Yes, there has to be some kind of feedback! I like the way you described how a person could ask questions, questions that were designed actually to obtain information!

I am going to post something here that I composed yesterday, to try to explain what I want, but don't expect ever to find:

Since I talk about therapists who do not seem to know clearly what it is that they do, I no doubt will be asked what I want in a therapist or helper of any kind. I am going to follow something that I read a long time ago, in a description of a therapy, but I will use my own words. The therapy I read about took place in an inpatient setting, so it did not have to deal with artificial limitations such as 45- or 50-minute sessions once a week or so. It could concentrate on what the patients needed, rather than on schedules which have become accepted practice -- even though those might make therapy much longer and much more difficult than otherwise might be the case. Incidentally, this therapy was reported to be the only one for which the patients, when surveyed, said they had been cured. It took maybe twenty sessions over several weeks, sessions which lasted usually several hours. (I think the lessons of this therapy could be applied to other situations, however.)

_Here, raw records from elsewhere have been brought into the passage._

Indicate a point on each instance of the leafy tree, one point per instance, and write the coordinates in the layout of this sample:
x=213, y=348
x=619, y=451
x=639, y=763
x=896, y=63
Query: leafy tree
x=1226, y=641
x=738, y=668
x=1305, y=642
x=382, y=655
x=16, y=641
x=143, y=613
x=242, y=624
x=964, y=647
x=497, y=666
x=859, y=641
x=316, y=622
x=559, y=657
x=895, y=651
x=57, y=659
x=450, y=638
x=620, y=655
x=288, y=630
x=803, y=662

The therapy sessions were normally initiated soon after the patient woke up -- at a time when she was somewhat calmer and more favorably inclined to the therapy. Otherwise the therapist should try to first establish a calm state by taking actions (not just making claims) so the patient could comprehend that she was safe.

The therapist would start a session by asking the patient to enter a state of watchful self-observation, to report to the therapist on what she observed internally, and to avoid worry about what society or other people would think about what she observed. The therapy consisted of a dialog in which the patient continued to report, with occasional encouragement from the therapist not to judge, but to continue to report. If the patient became agitated or wandered off the track of observing and reporting about what was happening inside, the therapist would gently push her in the direction of calm observation and reporting. This was virtually his entire role: not to comment, not to judge, not to correct. He was there to reassure the patient that reporting everything she observed was the course to take, and to reassure her that that was safe.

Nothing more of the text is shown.